There was plenty of that to hand, as the story began on the first night of the Blitz: Saturday, September 7, 1940, at 4.43pm. German bombers hove into sight over Canning Town, East London and 12-year-old Norman Perry watched them as he played out in the street.

Seventy seven years on, he recalled the brilliant blue sky, the way the planes seemed to be coming from the north. Stan Harris, 11 at the time, said it looked almost like an air display, until the bombs began to fall and he realised it was for real. Over the next 12 hours, some 600 tonnes of bombs fell in the area around London’s docks.

One such bomb fell on the house at number eight Martindale Road, but did not explode and when the firestorm had died down the next day, the inhabitant­s of the area were told to evacuate their houses.

Over the next seven days, this pattern would be repeated many times. Bombs rained on the densely populated manufactur­ing and shipping centres of East London, around one in ten were primed to blow up later or were just duds.

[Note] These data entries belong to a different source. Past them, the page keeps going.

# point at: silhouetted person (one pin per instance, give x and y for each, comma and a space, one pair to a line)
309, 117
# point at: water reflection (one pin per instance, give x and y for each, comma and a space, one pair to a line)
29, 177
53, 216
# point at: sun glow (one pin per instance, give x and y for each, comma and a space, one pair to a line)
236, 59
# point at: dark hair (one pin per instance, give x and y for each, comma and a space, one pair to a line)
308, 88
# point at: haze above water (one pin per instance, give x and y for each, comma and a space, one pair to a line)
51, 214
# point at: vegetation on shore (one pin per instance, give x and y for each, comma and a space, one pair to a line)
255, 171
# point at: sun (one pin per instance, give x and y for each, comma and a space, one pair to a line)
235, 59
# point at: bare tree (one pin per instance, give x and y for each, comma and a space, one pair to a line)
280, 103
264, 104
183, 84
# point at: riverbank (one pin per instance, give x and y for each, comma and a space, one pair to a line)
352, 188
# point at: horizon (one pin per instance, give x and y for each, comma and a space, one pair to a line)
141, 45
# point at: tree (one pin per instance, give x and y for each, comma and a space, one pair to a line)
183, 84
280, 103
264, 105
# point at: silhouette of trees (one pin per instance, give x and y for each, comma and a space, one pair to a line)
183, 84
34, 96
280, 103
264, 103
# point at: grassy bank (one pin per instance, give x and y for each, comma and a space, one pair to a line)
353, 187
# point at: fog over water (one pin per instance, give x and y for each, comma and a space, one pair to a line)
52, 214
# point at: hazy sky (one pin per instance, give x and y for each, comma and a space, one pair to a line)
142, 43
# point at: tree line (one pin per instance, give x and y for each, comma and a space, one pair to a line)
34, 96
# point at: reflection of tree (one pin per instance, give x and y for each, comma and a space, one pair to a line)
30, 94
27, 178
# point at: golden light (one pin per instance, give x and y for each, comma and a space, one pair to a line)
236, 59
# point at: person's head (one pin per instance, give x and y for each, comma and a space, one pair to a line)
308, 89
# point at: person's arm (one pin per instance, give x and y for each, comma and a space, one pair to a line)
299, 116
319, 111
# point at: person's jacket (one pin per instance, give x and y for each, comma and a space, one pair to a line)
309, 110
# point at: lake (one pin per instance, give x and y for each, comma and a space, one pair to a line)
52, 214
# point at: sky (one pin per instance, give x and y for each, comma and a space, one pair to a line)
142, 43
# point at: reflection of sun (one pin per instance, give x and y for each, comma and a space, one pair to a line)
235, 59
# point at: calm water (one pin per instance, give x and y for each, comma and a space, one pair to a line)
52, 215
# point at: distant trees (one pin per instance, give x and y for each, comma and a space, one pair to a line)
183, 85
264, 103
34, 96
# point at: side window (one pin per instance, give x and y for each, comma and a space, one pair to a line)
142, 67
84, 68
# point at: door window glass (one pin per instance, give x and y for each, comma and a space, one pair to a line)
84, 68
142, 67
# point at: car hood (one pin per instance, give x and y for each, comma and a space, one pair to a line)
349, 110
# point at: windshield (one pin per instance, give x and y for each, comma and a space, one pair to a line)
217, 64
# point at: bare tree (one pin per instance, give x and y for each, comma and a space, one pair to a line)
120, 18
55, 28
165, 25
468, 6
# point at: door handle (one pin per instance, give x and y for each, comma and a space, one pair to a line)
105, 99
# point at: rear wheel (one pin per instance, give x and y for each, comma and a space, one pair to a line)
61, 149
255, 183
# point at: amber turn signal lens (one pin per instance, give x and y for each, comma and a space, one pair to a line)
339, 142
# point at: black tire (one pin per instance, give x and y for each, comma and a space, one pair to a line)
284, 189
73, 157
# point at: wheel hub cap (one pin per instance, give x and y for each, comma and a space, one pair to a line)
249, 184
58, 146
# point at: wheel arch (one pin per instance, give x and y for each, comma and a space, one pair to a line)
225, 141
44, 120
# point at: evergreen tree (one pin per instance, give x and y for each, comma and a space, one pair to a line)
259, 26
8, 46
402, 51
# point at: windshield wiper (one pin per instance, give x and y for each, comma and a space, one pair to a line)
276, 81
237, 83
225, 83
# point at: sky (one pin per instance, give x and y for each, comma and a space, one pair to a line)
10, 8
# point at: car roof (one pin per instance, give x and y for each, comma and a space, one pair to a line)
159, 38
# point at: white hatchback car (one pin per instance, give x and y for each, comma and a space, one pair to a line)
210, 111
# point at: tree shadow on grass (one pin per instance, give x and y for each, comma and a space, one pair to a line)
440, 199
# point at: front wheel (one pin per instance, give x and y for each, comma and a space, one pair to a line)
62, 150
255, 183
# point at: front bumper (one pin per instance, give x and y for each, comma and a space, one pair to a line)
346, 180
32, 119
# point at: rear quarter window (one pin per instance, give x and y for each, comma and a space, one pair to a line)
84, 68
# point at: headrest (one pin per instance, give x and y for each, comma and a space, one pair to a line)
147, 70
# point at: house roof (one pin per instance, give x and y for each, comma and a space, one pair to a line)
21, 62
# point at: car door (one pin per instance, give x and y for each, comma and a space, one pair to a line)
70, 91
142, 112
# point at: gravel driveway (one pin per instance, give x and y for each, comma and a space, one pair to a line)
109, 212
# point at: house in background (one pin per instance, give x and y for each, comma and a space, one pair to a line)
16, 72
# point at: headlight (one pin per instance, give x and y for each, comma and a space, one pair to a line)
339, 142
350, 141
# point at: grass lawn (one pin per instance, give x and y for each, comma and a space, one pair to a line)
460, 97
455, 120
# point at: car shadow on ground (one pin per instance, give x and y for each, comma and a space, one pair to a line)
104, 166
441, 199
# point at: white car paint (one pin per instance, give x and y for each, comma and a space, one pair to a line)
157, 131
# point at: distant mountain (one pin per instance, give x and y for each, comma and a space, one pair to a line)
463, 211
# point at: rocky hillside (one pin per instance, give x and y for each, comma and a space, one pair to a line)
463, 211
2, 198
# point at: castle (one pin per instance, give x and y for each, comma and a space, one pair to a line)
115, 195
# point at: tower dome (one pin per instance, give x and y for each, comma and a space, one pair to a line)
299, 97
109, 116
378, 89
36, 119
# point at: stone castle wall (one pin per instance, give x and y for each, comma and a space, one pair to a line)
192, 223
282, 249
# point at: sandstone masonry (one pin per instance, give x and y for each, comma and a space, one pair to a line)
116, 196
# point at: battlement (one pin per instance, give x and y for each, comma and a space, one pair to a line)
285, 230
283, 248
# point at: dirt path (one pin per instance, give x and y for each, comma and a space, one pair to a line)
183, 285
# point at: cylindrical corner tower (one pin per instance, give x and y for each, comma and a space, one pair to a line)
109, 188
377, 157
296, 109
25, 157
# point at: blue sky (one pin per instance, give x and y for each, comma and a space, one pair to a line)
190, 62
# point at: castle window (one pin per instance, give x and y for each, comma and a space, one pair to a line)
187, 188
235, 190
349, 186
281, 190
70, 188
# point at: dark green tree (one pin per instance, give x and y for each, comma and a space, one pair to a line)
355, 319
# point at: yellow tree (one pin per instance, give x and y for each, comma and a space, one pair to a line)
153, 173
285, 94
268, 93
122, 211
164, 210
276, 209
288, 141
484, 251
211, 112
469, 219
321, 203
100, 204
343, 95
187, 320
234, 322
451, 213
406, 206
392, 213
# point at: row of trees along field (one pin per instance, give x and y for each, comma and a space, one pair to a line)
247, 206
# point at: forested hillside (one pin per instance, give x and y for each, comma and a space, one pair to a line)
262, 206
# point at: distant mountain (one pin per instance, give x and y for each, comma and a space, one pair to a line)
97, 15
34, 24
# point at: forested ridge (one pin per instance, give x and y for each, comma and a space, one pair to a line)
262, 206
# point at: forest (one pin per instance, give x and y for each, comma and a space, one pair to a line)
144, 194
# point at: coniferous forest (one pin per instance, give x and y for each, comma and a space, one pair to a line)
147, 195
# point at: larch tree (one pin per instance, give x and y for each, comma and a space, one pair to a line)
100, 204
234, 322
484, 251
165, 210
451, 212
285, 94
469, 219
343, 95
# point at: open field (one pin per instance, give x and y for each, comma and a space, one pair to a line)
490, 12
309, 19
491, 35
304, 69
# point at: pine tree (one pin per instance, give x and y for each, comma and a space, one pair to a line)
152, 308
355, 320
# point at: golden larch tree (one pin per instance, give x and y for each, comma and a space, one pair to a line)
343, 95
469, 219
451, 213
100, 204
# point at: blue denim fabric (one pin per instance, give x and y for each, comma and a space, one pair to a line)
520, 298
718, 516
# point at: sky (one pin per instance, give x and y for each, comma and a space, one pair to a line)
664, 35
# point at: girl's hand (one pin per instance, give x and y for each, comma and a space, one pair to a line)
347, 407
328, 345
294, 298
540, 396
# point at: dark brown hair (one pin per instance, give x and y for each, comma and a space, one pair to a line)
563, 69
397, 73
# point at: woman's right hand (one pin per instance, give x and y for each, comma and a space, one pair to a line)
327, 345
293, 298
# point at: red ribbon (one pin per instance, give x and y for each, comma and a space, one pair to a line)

As a precaution, residents in the hard-up, close-knit neighbourh­oods around the unexploded bombs were made to leave. This, in the early days of the Blitz, was as far as government planning had gone and the consequenc­es were quickly felt. Desperate families were holed up in rest centres, often community halls or schools, which rapidly became overcrowde­d and dangerous.

The school near Martindale Road lost its electricit­y and water supply as the infrastruc­ture of the city itself was consumed in the firestorm. A bomb then fell on it, taking scores of lives, mostly those of children and injuring hundreds.

The sorrow was still there and still raw, in the diary entries of those who’d been there, in the stories they’d passed on to their descendant­s.

The poorest were hit hardest, as Daily Herald journalist Ritchie Calder was quick to point out and while the authoritie­s bickered over who should house and feed the homeless, ordinary people tried to sort things out for themselves. It was down to sheer public resistance, for example, that London Undergroun­d platforms were used as shelters.

Eventually, the anger was heard, and Henry Willink, Tory MP for Croydon, headed up a committee to help those rendered homeless by the Blitz.

He was later involved in the first plans for a welfare state, meaning, I think, in the dodgy logic of last night’s programme, that we have the Luftwaffe and the Tories to thank for the NHS.

I could do without that kind of duffers’ overview, especially as so many direct, moving accounts of the East End’s Blitz took us right there, amid the fires, the smells and the panic. Did we need a historical gimmick to make us care? Pray God that’s never the case.